Joint Theory Seminar: Henrik Johansson

Title: Scattering of Kerr black holes from higher-spin QFT

Abstract: Over the past few years it has become increasingly clear that quantum scattering amplitudes can be used to gain insights into the dynamics of Kerr black holes. A simple infinite family of three-point amplitudes, describing the primary gravitational interaction of a black hole with quantum spin s, is by now well established. However, the corresponding Compton four-point tree-level amplitudes are only know up to s=2 with certainty, and beyond s>2 there exists conjectures. Compton amplitudes are needed for post-Minkowskian scattering and post-Newtonian calculations of inspiraling black-hole systems.

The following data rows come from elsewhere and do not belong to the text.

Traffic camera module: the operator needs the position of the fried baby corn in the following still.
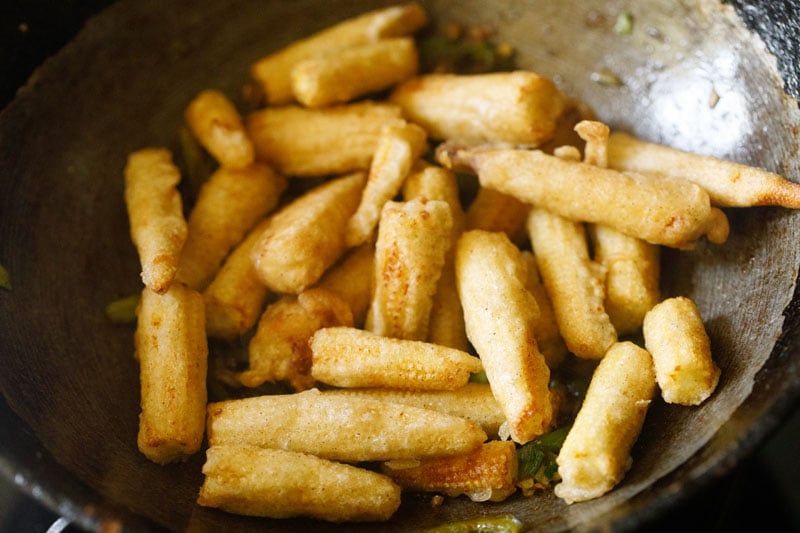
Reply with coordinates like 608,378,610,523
437,145,730,248
245,101,405,177
608,132,800,208
175,164,287,291
125,148,187,294
642,296,720,405
197,444,400,522
403,164,469,351
239,289,353,391
291,37,419,107
134,283,208,464
522,250,567,370
366,200,453,341
389,70,567,146
347,123,428,246
555,342,656,503
381,440,518,502
203,219,270,341
184,89,255,169
456,230,553,444
309,327,482,390
250,3,428,105
322,383,506,438
527,207,617,359
207,389,486,462
575,120,661,335
251,172,364,294
316,243,375,327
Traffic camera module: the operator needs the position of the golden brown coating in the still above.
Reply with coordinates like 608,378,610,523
555,342,656,503
527,207,617,359
250,3,428,105
381,440,519,502
347,122,428,246
389,70,568,146
239,288,353,391
208,389,486,462
466,187,531,244
175,163,287,291
437,142,730,248
323,382,506,438
608,132,800,208
316,242,375,327
203,219,270,341
134,283,208,464
197,444,400,522
309,327,482,390
291,37,419,107
588,224,661,336
184,89,255,168
366,199,453,341
456,230,553,443
642,296,720,405
252,172,364,294
125,148,187,294
403,163,469,351
522,250,567,370
245,101,404,177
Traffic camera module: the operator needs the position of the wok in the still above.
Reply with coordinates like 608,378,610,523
0,0,800,531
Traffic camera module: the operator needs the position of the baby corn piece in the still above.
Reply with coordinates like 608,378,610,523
316,243,375,327
252,172,364,294
239,289,353,391
366,200,453,341
642,296,720,405
347,123,427,246
522,250,567,370
309,327,483,390
322,382,506,438
207,386,486,462
291,37,419,107
588,224,661,335
245,101,405,177
555,342,655,503
456,230,553,444
403,163,469,352
197,444,400,522
250,3,428,105
203,219,270,341
575,120,661,335
389,70,568,146
608,132,800,209
381,440,518,502
184,89,255,168
528,207,617,359
134,283,208,464
175,164,287,290
125,148,187,294
467,187,531,243
403,160,465,238
437,145,730,248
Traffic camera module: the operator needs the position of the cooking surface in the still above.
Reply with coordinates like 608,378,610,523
0,0,800,532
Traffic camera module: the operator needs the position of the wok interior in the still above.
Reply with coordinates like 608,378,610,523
0,0,800,531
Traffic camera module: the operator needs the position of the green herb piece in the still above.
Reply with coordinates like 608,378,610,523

In this talk, I will discuss the observation that the established Kerr three-point amplitudes can be uniquely predicted from the principle of gauge symmetry. In particular, I will consider a family of EFTs with Stuckelberg higher-spin fields that describe the Kerr black holes. The EFTs enjoy massive higher-spin gauge symmetry, which ensures the correct 2s+1 degrees of freedom. In parallel, I will consider a chiral higher-spin QFT that automatically has the correct DoFs, at the expense of non-manifest parity, and turns out to be surprisingly efficient for Compton amplitude computations. Finally, I will present an infinite spin-s family of quantum Compton amplitudes that matches the known rational terms from explicit GR calculations in Kerr background.